30th May 2020
New 5G switches bring better battery life, higher bandwidth and speeds
As 5G hits the market, new U.S. Army-funded research has developed a radio-frequency switch that is over 50 times more energy efficient than what is used today.
The 5G revolution has begun, and the first lines of phones that can access the next generation of wireless speeds have already hit the shelves. Researchers at the University of Texas at Austin and the University of Lille in France have built a new component that will more efficiently allow access to the highest 5G frequencies in a way that increases devices' battery life, and speeds up features like streaming of 4K video.
Smartphones are loaded with switches that perform a number of duties. One major task is jumping between networks and spectrum frequencies: 4G, Wi-Fi, LTE, Bluetooth, etc. Current radio-frequency (RF) switches that perform this task are always running, consuming precious battery life and processing power.
"The switch we have developed is more than 50 times more energy efficient compared to what is used today," said Deji Akinwande, a professor in the Cockrell School of Engineering's Department of Electrical and Computer Engineering who led the research. "It can transmit an HDTV stream at a 100 gigahertz frequency, and that is unheard of in broadband switch technology."
Akinwande and his research team published their findings this week in the journal Nature Electronics.
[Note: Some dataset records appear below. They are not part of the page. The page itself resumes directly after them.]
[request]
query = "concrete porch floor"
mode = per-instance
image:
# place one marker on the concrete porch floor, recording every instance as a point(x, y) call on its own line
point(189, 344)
"It has become clear that the existing switches consume significant amounts of power," said Akinwande. "And that power consumed is useless power."
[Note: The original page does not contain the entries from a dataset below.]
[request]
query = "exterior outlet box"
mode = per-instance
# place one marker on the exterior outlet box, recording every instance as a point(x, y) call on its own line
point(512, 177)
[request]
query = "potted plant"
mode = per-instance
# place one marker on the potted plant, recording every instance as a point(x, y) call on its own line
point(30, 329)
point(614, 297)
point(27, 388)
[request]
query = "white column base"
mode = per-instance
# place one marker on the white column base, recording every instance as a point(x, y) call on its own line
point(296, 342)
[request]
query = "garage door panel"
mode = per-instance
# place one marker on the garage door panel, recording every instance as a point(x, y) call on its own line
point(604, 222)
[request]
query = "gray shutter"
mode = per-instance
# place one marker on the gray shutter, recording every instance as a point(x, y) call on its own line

The new switches stay off, saving battery life for other processes, unless they are actively helping a device jump between networks. They have also shown the ability to transmit data well above the baseline for 5G-level speeds.
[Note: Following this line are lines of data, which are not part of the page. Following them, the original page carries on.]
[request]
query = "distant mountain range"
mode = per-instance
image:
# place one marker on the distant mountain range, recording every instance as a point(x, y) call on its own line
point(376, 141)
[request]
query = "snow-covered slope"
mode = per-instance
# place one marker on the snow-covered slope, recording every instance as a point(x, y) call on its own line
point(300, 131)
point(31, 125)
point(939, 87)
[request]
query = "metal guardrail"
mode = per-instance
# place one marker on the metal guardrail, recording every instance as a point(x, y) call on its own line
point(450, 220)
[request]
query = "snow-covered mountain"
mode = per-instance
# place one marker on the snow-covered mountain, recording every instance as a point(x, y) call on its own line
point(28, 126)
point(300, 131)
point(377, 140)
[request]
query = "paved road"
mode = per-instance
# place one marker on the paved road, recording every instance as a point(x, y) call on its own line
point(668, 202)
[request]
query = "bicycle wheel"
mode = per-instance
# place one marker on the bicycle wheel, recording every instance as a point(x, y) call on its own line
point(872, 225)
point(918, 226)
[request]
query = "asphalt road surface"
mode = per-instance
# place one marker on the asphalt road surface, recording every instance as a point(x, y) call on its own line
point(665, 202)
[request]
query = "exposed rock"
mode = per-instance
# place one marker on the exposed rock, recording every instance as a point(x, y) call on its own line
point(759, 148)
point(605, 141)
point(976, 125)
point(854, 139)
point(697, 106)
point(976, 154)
The Defense Advanced Research Projects Agency (DARPA) has for years pushed for the development of "near-zero-power" RF switches. Prior researchers have found success on the low end of the 5G spectrum – where speeds are slower but data can travel longer distances. However, this is the first switch that can function across the spectrum from the low-end gigahertz (GHz) frequencies to high-end terahertz (THz) frequencies that could someday be key to the development of 6G.
The new switches are based on a nanomaterial called hexagonal boron nitride (hBN), which comes from the same family as graphene. The structure involves a single layer of boron and nitrogen atoms in a honeycomb pattern, which Akinwande said is almost 1 million times thinner than a human hair, sandwiched between a pair of gold electrodes.
The impact of these switches could extend beyond smartphones and to many different technologies. Satellite systems, smart radios, reconfigurable communications, the Internet of Things (IOT) and defence technology are examples of other potential applications.
"Radio-frequency switches are pervasive in military communication, connectivity and radar systems," said Dr. Pani Varanasi, Materials Science Division Chief at the U.S. Army Research Office, part of the U.S. Army Combat Capabilities Development Command, which helped fund the project. "These new switches could provide a large performance advantage compared to existing components and can enable longer battery life for mobile communication, and advanced reconfigurable systems."
This research spun out of a previous project that created the thinnest memory device ever produced, using the same nanomaterial. Akinwande said sponsors encouraged his team to find other uses for hBN, which led them to pivot to RF switches.